Es entonces cuando se empiezan a plasmar en la operación diaria del negocio, los lineamientos que la familia alguna vez manifestó.

MEDICION
El modelo se soporta en indicadores de gestión acordados y acogidos por cada nivel de la organización, desprendidos claro está por el Consejo Familiar, el cuál decide el nivel de riesgo y de retorno esperado por la familia, con posterior aval de la Junta Directiva.

Medir es una obsesión dentro del modelo. Toda afirmación, resultado o limitación en el logro de los objetivos debe ser soportada por hechos y datos. El fue qué, tiene muy poca cabida. Los hechos abren camino a soluciones realistas, a emprender acciones de mejoramiento continuo. Esta cultura, así entendida, excluye la búsqueda de culpables, en cambio permite asumir responsabilidades, definir acciones tanto frente a los logros alcanzados como en los que no obtenidos, le dan transparencia al proceso, y permite tomar acciones ausentes de personalismos o justificaciones defensivas.

Todos buscan las mismas metas, los indicadores basados en hechos y datos definen la línea de base para ejecutar acciones que permitan a la compañía enfocarse en el logro del Foco estratégico definido.

RITMO… RITMO…RITMO
Quizás uno de los hábitos más importantes, en la manera de gerenciar y dirigir el grupo familiar Rockefeller, fue el ritmo.

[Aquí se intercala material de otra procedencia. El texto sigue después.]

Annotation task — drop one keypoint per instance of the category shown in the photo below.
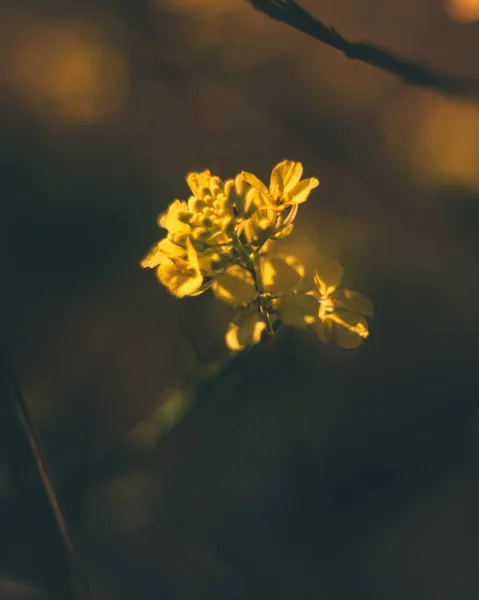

Y qué significa ritmo?, monitoria y seguimiento disciplinado a la ejecución del Plan Estratégico.

Cada tres meses el directorio revisó y evaluó la ejecución del plan estratégico, cada dos meses lo hicieron las unidades de negocios, mensualmente las diferentes áreas de la organización, semanalmente y aún diariamente las unidades operativas. Anualmente se revisa y ajusta la ejecución del plan Estratégico de la compañía.

Las empresas familiares que adquieren ritmo, lo hacen en forma disciplinada y constante.

Cuando uno reflexiona sobre la experiencia como facilitador de procesos estratégicos encuentra aquí la gran debilidad en este tipo de empresas: La ejecución del plan estratégico se revisa esporádicamente o es parte de los “asuntos varios” de muchas juntas directivas. Cuando se planea un seguimiento, se cancela o se pospone con mucha facilidad pues no es la prioridad. Se pasan grandes períodos de tiempo sin que nadie sepa del plan estratégico y de pronto aparece una reunión de fin de año para realizar esta revisión.

Quizás valga la pena aquí, invitar a la reflexión de las familias empresarias sobre el ritmo de sus organizaciones. Muchas posiblemente tienen planes estratégicos, pero: ¿Cuántas tienen un plan de seguimiento con cronogramas claramente definidos para realizar esta monitoria?, ¿Cuántas lo cumplen disciplinadamente?, ¿Existe un plan B para aquellas sesiones que deban aplazarse por fuerza mayor?, ¿Conocen los miembros participantes en el proceso estratégico, estos cronogramas?, ¿Existe en su organización normas o políticas que induzcan al cumplimiento de estos cronogramas?, ¿Es el seguimiento una prioridad estratégica en su empresa?, ¿Existe el compromiso gerencial con este seguimiento que al final es un elemento de su cultura organizacional?.

Señor Empresario familiar: Crear una cultura soportada en un pensamiento estratégico requiere de una metodología y una disciplina que logre alinear la organización con la estrategia y con los resultados. Ésto se llama RITMO!!!